Reality’s bite

 

The first thing I thought when I heard my space suit rip was that Louise wouldn’t love me any more.

She couldn’t stand to look at a dead bird on the sidewalk or to feel a loose tooth in her mouth, so I knew she would hate a man who lost both legs

I came out to repair a sensor on the ship’s side and my suit light failed.

I should have gone back to the air lock and replaced the lamp, but I thought I could handle the repair without more than the external ship lights to guide me.

With the ship headed for a dangerous asteroid belt, we needed the sensor active.

I didn’t know the ship had already reached the outer ring of the belt and one of the random stones had struck the sensor, leaving a ragged tear in the metal that caught my suit in the dark shadows.

My second thought hearing the rip and seeing the gauges go crazy on my helmet screen was that of death.

Maybe that might have been kinder since men who survive accidents of my kind stop being men in minds like Louise’s.

Cold rippled through me from the region of my legs, although I knew this came from nerves being cut off as the suit compartments shut off the leak area and clamps cut through my thighs to keep me from bleeding to death.

The sound of my scream echoed in my helmet, drawing distant replies from radio command inside the ship, they needing no voice confirmation for my accident.

“Help’s on its way,” a voice said.

I knew they would arrive too late.

Even modern science couldn’t restore the shriveled flesh and bone my legs had become, though when the rescue boat arrived, and the robotic arms dragged me into its shelter, the medics pretended like I was all right, assuring me my legs would be as good as new.

They would be new, grown in some laboratory’s dish, grafted onto my body and taught to listen to my mental commands.

But new is not the same as original.
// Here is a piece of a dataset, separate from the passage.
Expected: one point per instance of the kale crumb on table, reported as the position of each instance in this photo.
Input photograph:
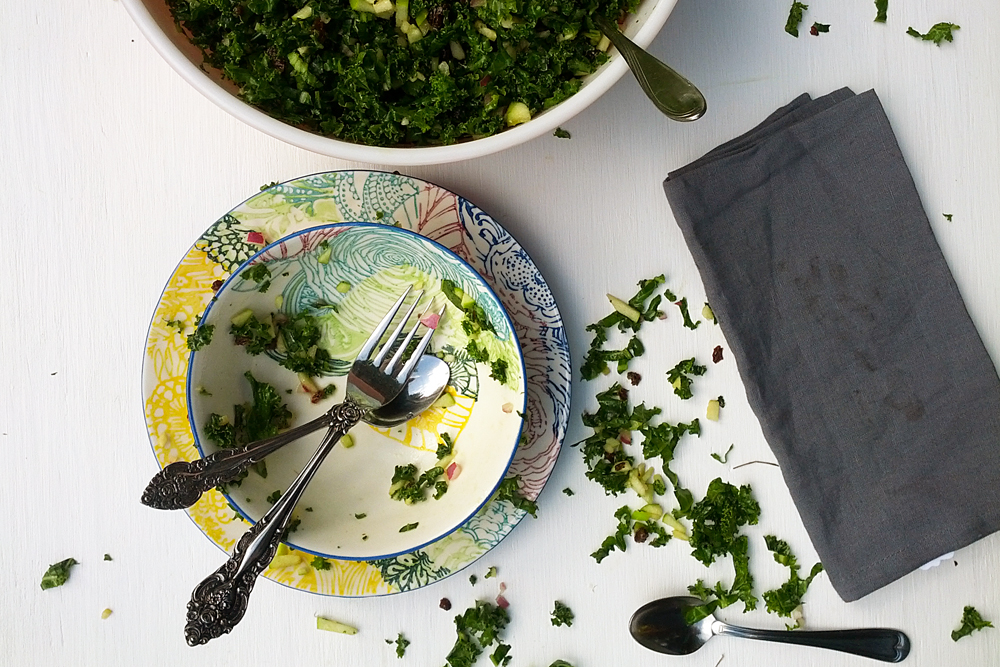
(410, 72)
I had seen those who had similar grafting, those poor fools whose patriotic efforts had let them get lured into war where they came back like I was coming back.

As good as science was in creating look-a-like legs, the command sequences didn’t quite work the same. Some men handled the delays better than others, learning to walk the tight rope so that each step seemed almost normal.

Yet even if I could learn to walk as well as that, focusing my entire mind on making my motions imitate what had once come thoughtlessly, I knew it would not be enough. Louise would always notice. Louise would always see me as a dead bird on the sidewalk to be avoided, finding some other, whole man to take my place.

She wouldn’t mean to be mean.

How can she help feeling the way she feels?

How do I make myself over into a real when I know I’m not?